A sophisticated phishing campaign directed at a “major, publicly traded integrated payments solution company located in North America” made use of DocuSign and a compromised third party’s email domain to skate past email security measures, researchers said.
The campaign spread seemingly innocuous emails around the company, with the goal of stealing Microsoft login credentials, researchers at Armorblox revealed.
Attackers Masquerade as DocuSign
Around 550 members of the targeted company received the same email in their inboxes, researchers told Threatpost. The sender’s name was “Hannah Mcdonald,” and the subject line and the body of the email were quite simple and to the point, as seen below:
Those who clicked the link in the email were presented with a preview of an electronic document through DocuSign, a common e-signature software, according to Armorblox’ Thursday analysis. The preview looked like a legitimate DocuSign landing page, with a prompt to “Please review and sign this document,” and an indication that other parties had already added their signatures.
The preview was hosted on Axure, researchers noted – a valid, cloud-based prototyping portal.
Funnily enough, just like the real thing, the copycat page contained a cybersecurity warning – advising the target to not share access with others – in fine print.
Those who clicked to view the document were presented with a Microsoft single sign-in login page. Any login credentials entered at this stage would’ve ended up with the attackers.
Basic Email Security Fails
The phishing emails successfully evaded traditional email security measures in part because they came from a domain belonging to TermBrokersInsurance. The report noted that “a quick scan of the domain address would not have alerted the end user of fraudulent activity because of the domain’s validity. In the payment industry this domain would have passed most of the custom defined policies, further increasing end users’ chance of falling victim to this sophisticated phishing attack.”

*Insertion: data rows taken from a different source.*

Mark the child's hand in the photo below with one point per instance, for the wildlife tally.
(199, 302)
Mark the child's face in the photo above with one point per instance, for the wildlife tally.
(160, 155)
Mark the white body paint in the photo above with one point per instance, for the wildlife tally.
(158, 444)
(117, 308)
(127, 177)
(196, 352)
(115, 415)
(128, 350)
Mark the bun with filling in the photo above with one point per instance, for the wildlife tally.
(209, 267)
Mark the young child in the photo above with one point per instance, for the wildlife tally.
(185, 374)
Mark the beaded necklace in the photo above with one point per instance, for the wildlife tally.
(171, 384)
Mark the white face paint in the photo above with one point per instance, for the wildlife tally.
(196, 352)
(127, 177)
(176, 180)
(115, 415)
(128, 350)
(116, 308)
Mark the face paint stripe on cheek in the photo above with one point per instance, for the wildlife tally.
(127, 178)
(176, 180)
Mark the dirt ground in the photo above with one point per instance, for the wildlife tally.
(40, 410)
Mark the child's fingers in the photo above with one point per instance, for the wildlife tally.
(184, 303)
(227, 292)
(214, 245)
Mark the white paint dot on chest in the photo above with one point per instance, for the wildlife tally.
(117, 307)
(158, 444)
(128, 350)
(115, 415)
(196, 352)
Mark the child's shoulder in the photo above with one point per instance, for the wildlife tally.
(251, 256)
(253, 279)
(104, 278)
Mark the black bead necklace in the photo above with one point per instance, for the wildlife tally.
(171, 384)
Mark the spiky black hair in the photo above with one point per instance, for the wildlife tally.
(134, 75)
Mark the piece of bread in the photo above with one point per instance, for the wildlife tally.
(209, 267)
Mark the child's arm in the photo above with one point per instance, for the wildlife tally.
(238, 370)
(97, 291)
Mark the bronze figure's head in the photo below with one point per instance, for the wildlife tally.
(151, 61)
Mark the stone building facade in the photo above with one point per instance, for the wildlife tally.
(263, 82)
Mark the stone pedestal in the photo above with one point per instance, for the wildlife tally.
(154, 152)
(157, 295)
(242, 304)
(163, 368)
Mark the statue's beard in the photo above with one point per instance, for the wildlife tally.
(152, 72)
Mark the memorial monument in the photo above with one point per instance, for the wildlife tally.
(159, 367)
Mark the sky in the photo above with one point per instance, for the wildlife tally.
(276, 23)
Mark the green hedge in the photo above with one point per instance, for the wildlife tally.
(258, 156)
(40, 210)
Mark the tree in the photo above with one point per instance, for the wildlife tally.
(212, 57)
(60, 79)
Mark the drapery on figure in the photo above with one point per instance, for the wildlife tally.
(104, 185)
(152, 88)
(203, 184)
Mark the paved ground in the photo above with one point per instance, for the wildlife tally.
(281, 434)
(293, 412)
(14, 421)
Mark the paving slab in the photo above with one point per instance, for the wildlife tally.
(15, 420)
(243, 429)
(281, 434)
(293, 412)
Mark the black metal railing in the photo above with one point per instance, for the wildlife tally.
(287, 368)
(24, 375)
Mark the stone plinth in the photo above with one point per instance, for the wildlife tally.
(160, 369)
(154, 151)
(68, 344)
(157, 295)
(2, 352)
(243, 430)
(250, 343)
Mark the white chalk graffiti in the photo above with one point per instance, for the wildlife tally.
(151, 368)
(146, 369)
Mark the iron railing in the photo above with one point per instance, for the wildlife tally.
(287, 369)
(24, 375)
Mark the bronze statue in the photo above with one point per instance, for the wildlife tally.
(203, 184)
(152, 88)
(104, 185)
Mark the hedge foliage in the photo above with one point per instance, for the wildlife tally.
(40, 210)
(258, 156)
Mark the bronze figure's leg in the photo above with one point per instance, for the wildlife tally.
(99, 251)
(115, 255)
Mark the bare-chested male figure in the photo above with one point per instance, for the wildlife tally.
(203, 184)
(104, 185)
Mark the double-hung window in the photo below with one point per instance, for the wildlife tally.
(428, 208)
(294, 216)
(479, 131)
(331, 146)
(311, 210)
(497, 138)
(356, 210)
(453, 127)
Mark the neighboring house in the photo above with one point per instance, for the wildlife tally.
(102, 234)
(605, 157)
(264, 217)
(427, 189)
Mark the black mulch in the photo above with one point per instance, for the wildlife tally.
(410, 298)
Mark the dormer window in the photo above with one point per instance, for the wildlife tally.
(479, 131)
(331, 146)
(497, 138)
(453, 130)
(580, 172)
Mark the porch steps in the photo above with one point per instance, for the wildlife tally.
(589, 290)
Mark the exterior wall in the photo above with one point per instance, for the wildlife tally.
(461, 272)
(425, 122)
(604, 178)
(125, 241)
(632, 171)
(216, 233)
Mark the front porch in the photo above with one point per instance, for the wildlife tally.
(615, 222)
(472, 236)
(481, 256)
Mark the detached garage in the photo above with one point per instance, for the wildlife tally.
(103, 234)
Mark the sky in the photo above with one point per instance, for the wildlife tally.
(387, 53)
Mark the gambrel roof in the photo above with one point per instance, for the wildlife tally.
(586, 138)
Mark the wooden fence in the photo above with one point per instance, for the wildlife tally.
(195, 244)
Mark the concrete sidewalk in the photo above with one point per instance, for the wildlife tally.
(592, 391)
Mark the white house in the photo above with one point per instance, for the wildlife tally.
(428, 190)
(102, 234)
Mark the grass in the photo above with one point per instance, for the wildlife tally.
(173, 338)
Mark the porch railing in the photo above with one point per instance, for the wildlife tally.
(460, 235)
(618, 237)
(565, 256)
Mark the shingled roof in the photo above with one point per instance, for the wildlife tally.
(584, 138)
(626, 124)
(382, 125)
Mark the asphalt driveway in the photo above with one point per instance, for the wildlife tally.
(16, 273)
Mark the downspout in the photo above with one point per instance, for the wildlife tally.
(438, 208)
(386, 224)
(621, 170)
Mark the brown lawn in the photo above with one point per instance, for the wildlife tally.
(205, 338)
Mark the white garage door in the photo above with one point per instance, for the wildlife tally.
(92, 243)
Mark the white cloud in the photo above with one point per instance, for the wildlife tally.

Microsoft’s Spam Confidence Level (SCL) – a measure of the perceived legitimacy of any given email – assigned these malicious emails a score of ‘-1.’ In SCL, -1 is the lowest possible score, allowing a message to skip filtering because it “is from a safe sender, was sent to a safe recipient or is from an email source server on the IP Allow List.”
Impersonating and leveraging trusted cloud services is also an increasingly common tactic to evade email security filters. A benign link sent from a seemingly known and trusted application contains no inherent malicious content, after all.
In the first three months of 2021 alone, researchers found 7 million malicious emails sent from Microsoft 365 and a staggering 45 million sent from Google’s cloud services and infrastructure, Proofpoint reported, adding that cybercriminals have used the likes of Office 365, Azure, OneDrive, SharePoint, G-Suite and Firebase storage to send phishing emails and host attacks.
In an email to Threatpost, Lauryn Cash, product marketing manager at Armorblox, highlighted integrated cloud email security – a cloud- and AI-based method of identifying anomalous emails – as a weapon to support existing email security tools: “Tools that leverage natural language understanding (NLU) can help stop zero-day attacks.” NLU is the ability of a computer to interpret meaning from human language.
The report concluded by recommending that potential targets remain vigilant about basic security hygiene – by not opening emails they’re not expecting, watching for targeted attacks, and using tools like password managers and multi-factor authentication.